1. Recruitment of the candidates.
  1. Conducting competitive exams and interviews for Group C and other subordinate services.
  2. Preparing merit lists for recruitment based on examination results.
  3. Ensuring adherence to reservation policies as mandated by the government.
  4. Managing advertisements and notifications for available positions.
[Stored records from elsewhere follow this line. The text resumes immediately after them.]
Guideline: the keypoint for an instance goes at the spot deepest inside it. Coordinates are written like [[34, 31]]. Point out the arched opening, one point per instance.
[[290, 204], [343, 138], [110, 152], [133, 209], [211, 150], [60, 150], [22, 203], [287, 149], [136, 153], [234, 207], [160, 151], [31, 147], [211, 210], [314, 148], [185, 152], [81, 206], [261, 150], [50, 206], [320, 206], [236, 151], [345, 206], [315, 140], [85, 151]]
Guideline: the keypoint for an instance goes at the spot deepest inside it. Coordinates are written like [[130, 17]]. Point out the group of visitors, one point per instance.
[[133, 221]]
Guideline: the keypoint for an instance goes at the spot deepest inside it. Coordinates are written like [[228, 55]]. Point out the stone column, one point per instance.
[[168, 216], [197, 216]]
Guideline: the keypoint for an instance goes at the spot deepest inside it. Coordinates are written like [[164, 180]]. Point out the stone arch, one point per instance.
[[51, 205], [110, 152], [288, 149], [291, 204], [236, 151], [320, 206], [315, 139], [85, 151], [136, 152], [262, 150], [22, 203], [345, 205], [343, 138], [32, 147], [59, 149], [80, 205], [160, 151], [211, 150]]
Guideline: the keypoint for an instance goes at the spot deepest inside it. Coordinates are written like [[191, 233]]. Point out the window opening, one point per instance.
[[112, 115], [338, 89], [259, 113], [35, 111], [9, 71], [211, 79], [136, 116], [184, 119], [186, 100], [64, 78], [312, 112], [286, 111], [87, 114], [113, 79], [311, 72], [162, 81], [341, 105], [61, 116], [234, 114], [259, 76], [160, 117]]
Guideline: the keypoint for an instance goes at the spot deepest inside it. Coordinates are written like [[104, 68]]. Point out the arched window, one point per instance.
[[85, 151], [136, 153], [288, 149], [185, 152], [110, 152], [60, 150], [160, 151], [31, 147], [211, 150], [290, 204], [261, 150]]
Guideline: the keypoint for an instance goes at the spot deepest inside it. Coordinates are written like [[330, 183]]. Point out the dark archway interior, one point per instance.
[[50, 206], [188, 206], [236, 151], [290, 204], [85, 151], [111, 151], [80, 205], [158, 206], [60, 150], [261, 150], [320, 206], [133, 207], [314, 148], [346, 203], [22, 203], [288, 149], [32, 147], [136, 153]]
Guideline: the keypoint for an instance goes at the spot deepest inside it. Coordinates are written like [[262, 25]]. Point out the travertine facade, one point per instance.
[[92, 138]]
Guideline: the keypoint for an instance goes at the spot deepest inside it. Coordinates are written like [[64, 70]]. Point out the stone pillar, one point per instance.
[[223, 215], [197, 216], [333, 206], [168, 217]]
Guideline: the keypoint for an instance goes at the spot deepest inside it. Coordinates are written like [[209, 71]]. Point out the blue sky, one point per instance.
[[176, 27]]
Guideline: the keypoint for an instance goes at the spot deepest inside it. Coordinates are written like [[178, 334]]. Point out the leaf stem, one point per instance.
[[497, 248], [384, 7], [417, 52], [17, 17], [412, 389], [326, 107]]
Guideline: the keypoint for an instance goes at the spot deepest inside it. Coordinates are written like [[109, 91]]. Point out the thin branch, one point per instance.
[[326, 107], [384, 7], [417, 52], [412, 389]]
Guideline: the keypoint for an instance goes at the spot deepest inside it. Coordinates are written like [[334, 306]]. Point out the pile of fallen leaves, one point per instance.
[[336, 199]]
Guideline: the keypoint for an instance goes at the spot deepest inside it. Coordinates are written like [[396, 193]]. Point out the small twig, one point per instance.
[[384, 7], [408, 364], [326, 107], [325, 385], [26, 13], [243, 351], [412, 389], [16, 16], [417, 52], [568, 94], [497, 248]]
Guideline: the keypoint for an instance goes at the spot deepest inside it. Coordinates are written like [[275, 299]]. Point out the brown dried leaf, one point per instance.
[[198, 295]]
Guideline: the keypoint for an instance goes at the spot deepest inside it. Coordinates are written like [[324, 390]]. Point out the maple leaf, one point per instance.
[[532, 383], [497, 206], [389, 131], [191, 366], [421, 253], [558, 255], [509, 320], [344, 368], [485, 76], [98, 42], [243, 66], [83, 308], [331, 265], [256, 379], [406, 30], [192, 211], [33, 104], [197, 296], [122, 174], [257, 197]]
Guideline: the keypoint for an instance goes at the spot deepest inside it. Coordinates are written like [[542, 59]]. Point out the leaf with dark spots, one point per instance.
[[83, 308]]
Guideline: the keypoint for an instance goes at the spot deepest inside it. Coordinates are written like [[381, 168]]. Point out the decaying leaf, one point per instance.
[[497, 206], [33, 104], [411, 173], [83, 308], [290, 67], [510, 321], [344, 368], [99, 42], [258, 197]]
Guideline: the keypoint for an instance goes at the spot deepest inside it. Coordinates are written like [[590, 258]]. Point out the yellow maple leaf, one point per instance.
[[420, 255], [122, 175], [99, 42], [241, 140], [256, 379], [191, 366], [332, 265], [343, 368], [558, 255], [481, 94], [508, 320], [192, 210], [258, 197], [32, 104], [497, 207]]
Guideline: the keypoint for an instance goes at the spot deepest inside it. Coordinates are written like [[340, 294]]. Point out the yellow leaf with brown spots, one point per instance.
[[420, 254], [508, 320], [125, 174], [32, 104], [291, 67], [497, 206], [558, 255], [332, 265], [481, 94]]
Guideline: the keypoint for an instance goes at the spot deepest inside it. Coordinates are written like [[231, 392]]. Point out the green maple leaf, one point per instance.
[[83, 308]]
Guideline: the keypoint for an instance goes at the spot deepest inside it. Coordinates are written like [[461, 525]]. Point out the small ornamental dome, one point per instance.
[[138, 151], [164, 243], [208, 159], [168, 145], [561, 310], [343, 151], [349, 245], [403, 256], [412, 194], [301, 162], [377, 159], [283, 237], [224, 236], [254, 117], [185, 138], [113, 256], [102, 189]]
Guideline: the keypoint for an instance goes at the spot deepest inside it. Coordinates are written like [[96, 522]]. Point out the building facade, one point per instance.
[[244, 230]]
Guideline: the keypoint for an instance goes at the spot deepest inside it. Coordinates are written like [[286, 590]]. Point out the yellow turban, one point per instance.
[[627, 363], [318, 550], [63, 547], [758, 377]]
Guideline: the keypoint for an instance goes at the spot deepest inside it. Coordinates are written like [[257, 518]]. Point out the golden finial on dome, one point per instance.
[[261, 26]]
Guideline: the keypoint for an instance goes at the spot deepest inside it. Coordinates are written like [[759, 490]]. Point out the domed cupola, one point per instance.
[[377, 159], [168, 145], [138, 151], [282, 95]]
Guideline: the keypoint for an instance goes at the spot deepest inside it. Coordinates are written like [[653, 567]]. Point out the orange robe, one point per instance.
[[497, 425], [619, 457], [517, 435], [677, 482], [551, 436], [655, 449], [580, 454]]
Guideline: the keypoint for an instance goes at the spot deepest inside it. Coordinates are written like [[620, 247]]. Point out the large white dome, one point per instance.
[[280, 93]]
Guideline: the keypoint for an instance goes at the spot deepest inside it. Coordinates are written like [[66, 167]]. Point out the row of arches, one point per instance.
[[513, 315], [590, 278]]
  5. Overseeing the examination and selection process to maintain fairness and integrity.

== Controversy ==
According to various media reports and public grievances, the Uttarakhand Subordinate Service Selection Commission (UKSSSC) has faced criticism over the years due to certain operational issues. These include:

- Examination Paper Leaks
  - Several recruitment examinations conducted by UKSSSC have been marred by allegations of paper leaks. For instance, in 2022, the commission faced severe backlash when question papers for a Group C recruitment exam were reportedly leaked, leading to widespread protests and cancellation of exams.
- Delay in Recruitment Processes
  - Candidates have frequently raised concerns over delays in conducting exams and declaring results, which hinder timely recruitment. Such delays have also contributed to vacancies remaining unfilled in various government departments.
- Allegations of Corruption
  - Allegations of corruption and favoritism in the recruitment process have occasionally surfaced. Reports claim that certain candidates received unfair advantages due to connections with officials or middlemen.
- Technical Challenges
  - The transition to online application and computer-based testing has exposed technical issues such as website crashes during application periods, lack of robust IT infrastructure, and inadequate support for rural candidates unfamiliar with digital platforms.
- Protests and Legal Interventions
  - Unfair practices and recruitment irregularities have often led to public protests, court cases, and intervention by the Uttarakhand High Court. These instances have sometimes resulted in the cancellation or postponement of exams, further eroding public trust.
- Impact on Aspirants
  - Due to these challenges, aspirants have faced uncertainties and additional financial burdens, as they often need to reapply or reappear for canceled exams.